"A child's learning is the function more of the characteristics of his classmates than those of the teacher." James Coleman, 1972

Sunday, December 01, 2013

Peter McLaren's Review of The Mismeasure of Education

We posted a piece of Peter's remarks in the advance reviews, but his inimitable style and rhetorical sweep here is classic McLaren.  Both humbling and gratifying:

It is no exaggeration to say that public education is under threat of extinction. The uneven but inexorable progress of neoliberal economic policies clearly provided the incubus for transferring the magisterium of education in its entirety to the business community. The world-producing power of the corporate media has not only helped to create a privatized, discount store version of democracy that is allied with the arrogance and greed of the ruling class, but it has turned the public against itself in its support of privatizing schools. The chiliasm of gloom surrounding public schooling that has been fostered by the corporate attack on teachers, teachers unions and those who see the privatization of education as a consolatory fantasy designed to line the pockets of corporate investors by selling hope to aggrieved communities, is not likely to abate anytime soon. 

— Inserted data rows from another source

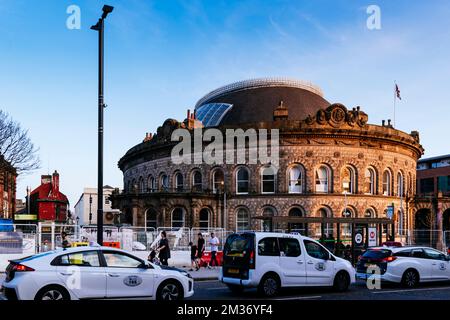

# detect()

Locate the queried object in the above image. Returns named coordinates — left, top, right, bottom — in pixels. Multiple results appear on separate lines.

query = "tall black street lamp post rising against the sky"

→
left=91, top=5, right=114, bottom=245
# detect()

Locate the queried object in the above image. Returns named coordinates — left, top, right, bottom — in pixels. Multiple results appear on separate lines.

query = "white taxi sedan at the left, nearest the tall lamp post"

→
left=2, top=246, right=194, bottom=300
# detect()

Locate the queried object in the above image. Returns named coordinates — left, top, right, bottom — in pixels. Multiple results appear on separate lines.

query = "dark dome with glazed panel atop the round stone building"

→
left=195, top=78, right=330, bottom=126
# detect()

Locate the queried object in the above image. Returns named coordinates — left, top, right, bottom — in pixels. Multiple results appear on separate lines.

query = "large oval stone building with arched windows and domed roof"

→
left=112, top=79, right=423, bottom=241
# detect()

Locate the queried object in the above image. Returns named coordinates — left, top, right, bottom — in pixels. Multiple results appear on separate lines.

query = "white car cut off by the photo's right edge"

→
left=356, top=247, right=450, bottom=288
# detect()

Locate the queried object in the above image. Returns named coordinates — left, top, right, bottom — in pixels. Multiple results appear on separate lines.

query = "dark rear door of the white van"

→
left=222, top=233, right=255, bottom=279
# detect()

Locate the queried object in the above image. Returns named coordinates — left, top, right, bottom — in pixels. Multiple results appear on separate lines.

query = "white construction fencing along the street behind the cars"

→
left=0, top=223, right=450, bottom=255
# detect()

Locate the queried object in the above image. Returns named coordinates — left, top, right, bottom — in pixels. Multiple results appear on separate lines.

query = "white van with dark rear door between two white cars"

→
left=220, top=232, right=356, bottom=297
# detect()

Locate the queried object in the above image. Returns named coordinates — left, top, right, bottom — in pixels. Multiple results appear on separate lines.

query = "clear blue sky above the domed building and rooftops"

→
left=0, top=0, right=450, bottom=206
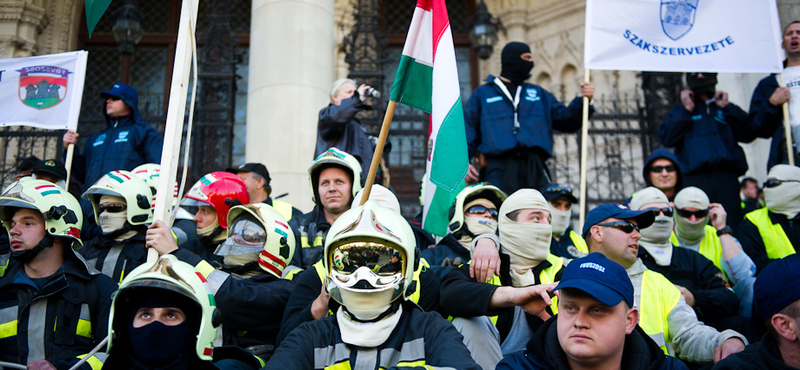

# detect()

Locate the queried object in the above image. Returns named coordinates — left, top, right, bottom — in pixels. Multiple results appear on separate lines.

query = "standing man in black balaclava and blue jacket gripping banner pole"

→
left=464, top=42, right=594, bottom=194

All the more important reason to read this book by James Horn and Denise Wilburn. The Mismeasure of Education is a magnificent work, an elegantly written,  brilliantly argued and erudite exposition on why the “what,” “how” and “why” of effective teaching cannot be adequately demonstrated by sets of algorithms spawned in the ideological laboratories of scientific management at the behest of billionaire investors in instrumentalist approaches to test-based accountability.  At a time in which exercises in “test prep” have now supplanted the Pledge of Allegiance as the most generic form of patriotism in our nation’s schools, this book will serve as a sword of Damocles, hanging over the head of the nation’s educational tribunals and their adsentatores, ingratiators and sycophants in the business community. 

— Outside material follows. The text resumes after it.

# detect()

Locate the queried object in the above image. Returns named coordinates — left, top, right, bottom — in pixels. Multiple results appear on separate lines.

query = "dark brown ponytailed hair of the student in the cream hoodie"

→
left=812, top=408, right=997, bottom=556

In an age of ‘advocacy philanthropy,’ where the business elite and other financial opportunists sit comfortably at the helm of educational policy-making, where advocates for programs supported by funds from the student loan business to increase access to college for students who must borrow heavily to attend are not judged to be enemies of democracy but rather held up as examples of good citizenship, and where the overall agenda of educational reform is to establish alternatives to public education at public expense, The Mismeasure of Education will have a profound resonance with those who are fed up with the hijacking of our nation’s education system.

This is a book that must be read by everyone interested in the future of our schools. It is a book that advocates real educational justice, for student, teachers, administrators and the public; it is informed by impressive scholarship and compelling argument.  It is surely to become a classic work.